Let's be honest - nobody does tests until it's too late. Startups need to deliver fast, developers write code and we rely on developers submitting ready features into environments. CI doesn't need to have tons of tests, so at least you can try to start from small parts (linters, basic unit tests). Having some CI process is better than not having it at all.

What about CD ? For sure it's good to have it in place, but most likely there is no much automated tests in your application and most of the tests are done manually by QA engineer. If you don't have any - it's 95% that your Product/Project manager is doing all of the tests in non-working time. To have some progress in CD setup try to plan how you can move the testing flow in backward direction.

Avoiding technical debt

As we mentioned above, it is not enough just to implement the technologies. It is important to implement them properly from the first effort.
The most widespread problem of a startup is the speed… they have to work very quickly and deploy as much as possible to keep the investors and clients satisfied. Meanwhile, the developers may not keep up with the tempo or have not enough expertise in the required technologies, thus, they do as they can, not as it is required. That's one of the TOP technical reasons why 8 out of 10 new businesses fail*.

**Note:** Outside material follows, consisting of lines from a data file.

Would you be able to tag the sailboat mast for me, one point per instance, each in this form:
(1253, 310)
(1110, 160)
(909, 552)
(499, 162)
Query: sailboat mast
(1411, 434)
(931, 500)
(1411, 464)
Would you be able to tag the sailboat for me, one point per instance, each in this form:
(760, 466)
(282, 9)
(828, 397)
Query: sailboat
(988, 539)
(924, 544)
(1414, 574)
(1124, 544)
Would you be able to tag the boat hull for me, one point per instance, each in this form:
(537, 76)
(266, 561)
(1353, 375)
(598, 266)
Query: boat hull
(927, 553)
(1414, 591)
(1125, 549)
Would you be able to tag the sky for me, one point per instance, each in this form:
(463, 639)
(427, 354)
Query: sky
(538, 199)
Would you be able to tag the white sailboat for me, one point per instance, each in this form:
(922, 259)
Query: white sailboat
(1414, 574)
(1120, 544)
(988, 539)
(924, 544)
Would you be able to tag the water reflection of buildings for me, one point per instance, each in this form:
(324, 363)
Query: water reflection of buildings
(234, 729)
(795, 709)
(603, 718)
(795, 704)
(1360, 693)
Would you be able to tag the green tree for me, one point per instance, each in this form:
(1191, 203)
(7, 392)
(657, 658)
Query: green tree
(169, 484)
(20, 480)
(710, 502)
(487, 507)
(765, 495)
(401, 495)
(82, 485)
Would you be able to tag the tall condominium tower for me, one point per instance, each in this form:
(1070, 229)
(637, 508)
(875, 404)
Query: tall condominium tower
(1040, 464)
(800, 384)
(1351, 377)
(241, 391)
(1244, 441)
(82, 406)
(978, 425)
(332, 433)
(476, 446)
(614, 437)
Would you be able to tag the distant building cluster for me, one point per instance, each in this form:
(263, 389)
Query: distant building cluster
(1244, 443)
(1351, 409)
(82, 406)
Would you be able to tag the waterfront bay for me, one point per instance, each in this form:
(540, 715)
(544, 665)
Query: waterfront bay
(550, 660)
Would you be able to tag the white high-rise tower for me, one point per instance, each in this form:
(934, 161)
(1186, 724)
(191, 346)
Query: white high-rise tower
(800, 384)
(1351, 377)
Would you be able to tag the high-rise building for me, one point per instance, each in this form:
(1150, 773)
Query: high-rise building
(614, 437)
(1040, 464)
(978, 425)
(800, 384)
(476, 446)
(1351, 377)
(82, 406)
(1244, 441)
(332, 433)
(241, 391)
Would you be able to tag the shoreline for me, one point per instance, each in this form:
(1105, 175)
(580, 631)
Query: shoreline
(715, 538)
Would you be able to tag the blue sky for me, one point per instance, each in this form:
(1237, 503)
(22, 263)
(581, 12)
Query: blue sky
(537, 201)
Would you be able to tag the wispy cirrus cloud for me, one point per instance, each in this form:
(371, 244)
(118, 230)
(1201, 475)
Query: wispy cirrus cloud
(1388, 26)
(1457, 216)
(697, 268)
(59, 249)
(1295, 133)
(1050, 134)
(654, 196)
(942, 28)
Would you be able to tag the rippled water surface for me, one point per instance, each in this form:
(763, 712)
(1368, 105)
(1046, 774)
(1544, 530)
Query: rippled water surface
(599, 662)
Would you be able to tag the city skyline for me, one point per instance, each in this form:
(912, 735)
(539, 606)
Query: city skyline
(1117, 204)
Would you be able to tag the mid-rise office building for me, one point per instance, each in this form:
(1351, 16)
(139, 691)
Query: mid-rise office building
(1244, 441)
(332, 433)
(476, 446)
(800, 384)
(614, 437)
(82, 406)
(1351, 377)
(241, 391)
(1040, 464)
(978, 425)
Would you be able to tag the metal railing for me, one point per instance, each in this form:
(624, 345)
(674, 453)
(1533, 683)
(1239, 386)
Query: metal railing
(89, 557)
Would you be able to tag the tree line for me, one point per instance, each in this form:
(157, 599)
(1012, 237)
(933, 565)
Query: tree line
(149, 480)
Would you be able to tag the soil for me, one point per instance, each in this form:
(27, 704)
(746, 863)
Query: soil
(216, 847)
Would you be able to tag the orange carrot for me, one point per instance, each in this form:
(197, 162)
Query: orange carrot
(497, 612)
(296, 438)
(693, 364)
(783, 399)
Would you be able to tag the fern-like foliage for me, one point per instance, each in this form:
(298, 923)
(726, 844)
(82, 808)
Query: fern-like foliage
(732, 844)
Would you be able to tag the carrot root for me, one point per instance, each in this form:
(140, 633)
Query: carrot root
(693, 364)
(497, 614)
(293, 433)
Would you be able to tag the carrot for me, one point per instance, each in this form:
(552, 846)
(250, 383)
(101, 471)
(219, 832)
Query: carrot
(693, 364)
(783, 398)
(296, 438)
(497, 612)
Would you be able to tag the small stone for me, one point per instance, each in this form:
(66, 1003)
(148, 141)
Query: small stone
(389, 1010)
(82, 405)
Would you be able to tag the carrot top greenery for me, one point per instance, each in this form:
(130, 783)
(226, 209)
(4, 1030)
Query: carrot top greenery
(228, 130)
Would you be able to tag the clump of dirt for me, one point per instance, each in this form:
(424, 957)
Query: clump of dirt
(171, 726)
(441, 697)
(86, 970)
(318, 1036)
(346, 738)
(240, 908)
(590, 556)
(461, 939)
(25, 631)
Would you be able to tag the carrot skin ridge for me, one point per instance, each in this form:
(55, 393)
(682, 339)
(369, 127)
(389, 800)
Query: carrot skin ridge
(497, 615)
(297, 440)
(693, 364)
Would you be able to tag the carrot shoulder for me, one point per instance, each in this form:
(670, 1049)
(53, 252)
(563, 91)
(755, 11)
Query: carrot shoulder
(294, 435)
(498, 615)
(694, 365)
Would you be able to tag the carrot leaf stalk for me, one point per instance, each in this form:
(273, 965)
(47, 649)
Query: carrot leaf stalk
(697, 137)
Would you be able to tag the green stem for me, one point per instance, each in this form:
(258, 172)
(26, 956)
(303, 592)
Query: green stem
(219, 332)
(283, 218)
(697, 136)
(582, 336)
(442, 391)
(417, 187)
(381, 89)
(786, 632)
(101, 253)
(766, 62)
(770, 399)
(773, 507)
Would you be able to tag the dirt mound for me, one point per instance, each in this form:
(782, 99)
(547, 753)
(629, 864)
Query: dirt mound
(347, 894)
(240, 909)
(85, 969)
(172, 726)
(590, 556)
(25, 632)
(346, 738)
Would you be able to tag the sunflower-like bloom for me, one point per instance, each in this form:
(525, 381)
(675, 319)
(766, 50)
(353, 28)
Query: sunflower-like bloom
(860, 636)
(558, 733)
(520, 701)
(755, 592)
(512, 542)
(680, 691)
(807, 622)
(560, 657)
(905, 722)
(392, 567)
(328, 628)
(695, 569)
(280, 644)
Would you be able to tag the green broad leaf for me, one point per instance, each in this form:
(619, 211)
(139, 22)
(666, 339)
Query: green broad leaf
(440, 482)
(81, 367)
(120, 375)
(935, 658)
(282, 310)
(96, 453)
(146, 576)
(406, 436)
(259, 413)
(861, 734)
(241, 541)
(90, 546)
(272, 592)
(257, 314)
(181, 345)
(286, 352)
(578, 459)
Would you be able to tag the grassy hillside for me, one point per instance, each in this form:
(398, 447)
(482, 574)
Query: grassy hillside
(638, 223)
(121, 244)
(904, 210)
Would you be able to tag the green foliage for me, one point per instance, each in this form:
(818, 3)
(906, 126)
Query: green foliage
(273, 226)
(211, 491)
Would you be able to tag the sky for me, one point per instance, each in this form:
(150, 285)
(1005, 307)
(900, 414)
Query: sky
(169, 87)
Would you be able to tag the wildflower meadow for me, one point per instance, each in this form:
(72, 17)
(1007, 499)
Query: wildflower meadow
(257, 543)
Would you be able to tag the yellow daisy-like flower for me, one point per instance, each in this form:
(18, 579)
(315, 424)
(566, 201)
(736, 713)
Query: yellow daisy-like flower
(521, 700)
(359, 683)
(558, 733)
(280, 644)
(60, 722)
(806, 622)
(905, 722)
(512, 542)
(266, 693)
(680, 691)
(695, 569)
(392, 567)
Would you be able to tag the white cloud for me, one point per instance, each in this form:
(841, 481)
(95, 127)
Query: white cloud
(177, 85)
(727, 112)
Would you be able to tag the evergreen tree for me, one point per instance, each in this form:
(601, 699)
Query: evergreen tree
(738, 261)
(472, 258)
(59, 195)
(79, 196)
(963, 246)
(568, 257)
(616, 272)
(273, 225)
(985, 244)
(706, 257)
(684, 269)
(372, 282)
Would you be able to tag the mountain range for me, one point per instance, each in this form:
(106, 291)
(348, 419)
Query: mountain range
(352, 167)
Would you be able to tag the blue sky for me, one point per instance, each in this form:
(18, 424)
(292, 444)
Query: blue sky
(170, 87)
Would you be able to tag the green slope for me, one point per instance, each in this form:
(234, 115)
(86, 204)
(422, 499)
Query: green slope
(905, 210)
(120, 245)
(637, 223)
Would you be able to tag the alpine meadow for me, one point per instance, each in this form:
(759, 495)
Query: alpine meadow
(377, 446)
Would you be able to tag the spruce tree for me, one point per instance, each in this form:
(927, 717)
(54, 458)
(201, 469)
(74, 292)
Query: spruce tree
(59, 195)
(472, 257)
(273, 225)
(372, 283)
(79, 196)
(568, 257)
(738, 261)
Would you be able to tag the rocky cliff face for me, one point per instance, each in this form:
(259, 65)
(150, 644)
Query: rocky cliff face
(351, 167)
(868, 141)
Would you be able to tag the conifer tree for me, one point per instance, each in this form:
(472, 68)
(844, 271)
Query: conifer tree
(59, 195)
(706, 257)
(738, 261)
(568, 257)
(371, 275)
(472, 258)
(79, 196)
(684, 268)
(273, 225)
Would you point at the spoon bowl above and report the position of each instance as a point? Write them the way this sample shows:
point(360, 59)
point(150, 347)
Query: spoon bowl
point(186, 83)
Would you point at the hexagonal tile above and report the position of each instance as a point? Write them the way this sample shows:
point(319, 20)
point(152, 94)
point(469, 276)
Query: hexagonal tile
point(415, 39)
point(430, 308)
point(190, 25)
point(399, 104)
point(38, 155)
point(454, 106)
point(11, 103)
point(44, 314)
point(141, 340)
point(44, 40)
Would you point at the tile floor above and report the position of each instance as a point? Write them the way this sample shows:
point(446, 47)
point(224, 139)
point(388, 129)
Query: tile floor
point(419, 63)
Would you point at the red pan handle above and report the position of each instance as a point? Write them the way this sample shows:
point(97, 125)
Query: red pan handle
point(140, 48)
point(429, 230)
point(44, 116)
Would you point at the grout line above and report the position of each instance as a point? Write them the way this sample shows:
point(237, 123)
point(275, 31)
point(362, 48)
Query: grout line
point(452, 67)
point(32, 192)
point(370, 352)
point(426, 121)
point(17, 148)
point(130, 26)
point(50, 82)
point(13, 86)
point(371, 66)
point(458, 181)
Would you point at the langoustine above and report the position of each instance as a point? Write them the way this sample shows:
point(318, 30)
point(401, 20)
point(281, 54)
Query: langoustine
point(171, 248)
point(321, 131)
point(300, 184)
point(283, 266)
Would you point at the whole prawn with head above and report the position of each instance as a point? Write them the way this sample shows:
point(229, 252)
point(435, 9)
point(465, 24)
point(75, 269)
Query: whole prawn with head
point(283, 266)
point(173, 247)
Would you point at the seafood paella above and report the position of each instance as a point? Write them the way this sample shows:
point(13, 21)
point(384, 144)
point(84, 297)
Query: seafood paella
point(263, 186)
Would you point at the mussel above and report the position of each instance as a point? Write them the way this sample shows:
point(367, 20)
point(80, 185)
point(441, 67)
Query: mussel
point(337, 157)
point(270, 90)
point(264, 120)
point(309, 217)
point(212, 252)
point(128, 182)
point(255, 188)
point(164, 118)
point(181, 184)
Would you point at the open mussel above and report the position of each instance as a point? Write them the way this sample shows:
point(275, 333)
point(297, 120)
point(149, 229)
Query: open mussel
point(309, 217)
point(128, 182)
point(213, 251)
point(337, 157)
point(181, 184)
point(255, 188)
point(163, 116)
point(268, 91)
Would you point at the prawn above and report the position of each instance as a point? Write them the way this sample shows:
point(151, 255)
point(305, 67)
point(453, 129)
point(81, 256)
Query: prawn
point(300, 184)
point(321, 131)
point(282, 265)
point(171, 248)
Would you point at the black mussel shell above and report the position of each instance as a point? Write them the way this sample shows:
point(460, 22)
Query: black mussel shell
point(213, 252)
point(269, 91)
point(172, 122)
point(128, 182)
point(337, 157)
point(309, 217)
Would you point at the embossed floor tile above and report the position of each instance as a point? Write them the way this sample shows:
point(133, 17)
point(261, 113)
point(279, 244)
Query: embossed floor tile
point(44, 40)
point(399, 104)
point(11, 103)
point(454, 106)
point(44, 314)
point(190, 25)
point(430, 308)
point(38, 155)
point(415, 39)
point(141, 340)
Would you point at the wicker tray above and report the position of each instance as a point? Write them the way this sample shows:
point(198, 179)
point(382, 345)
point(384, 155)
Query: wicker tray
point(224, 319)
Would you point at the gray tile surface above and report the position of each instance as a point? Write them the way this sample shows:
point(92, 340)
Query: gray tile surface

So what is technical debt?
Technical debt is a final cost of the additional reworks and refactoring caused by choosing the wrong / the easiest solution in haste rather than using best practices.

TOP reasons:
Experience has shown that startups usually meet the following challenges:

  1. Pressure on the business from the side of investors / impatient customers.
  2. Lack of experience in team management and weak understanding of the consequences.
  3. Creating of the inflexible monolithic systems.
  4. Poor quality of the code.
  5. No time for tests.
  6. Absence of the documentation.
  7. Miscommunication between teams.
  8. Team members don't fully understand the business goals and start taking too much responsibility for decision making, which results in shift of the focus.

The biggest problem of the technical debt is that it has an accumulating effect. The more time you keep the existing infrastructure without refactoring, the more you get bogged down.

How can a startup avoid technical debt?
However, you can't avoid completely a technical debt as it is. Trends are changing too fast to keep up with them. Today's modern architecture may occur obsolete in a few years. But you still can reduce the risks.
So, if you are limited in time, you should select a top-notch team with solid experience, which team members not only have hard skills in DevOps, but understand business from the bottom side and know how to build the communication within a team. Surely, it is more costly choice.
If you are limited in budget, your time is your treasure. Plan in advance each project stage with a detailed description and follow it step by step. The most important here is to have a leader responsible for decision making and communication within a team.
Above all, a skilled and experienced CTO is a MUST for both cases, since a good CTO would make sure that the team is designing a stable application, test it properly and scale in accordance with customer feedback and needs.

Conclusions

Let's make a short synopsis of the statements above on DevOps for startups

  • Your startup would 100% need to consider: well-architected infrastructure in the cloud, infrastructure automation, continuous integration and deployment (CI/CD), containerization, log management and monitoring. These are only halfway towards a DevOps culture within your startup.
  • It is important not just to use the hyped technologies, it is important to set up and leverage them properly.
  • Communication between teams is the second half of the success.
  • Never forget about technical debt and its cunning consequences. Haste and effort to save money on critical issues can turn out one day as a big challenge impossible to eliminate.
  • Any startup requires a good CTO with appropriate skills and previous experience. This CTO is responsible for final decision making and team-leading.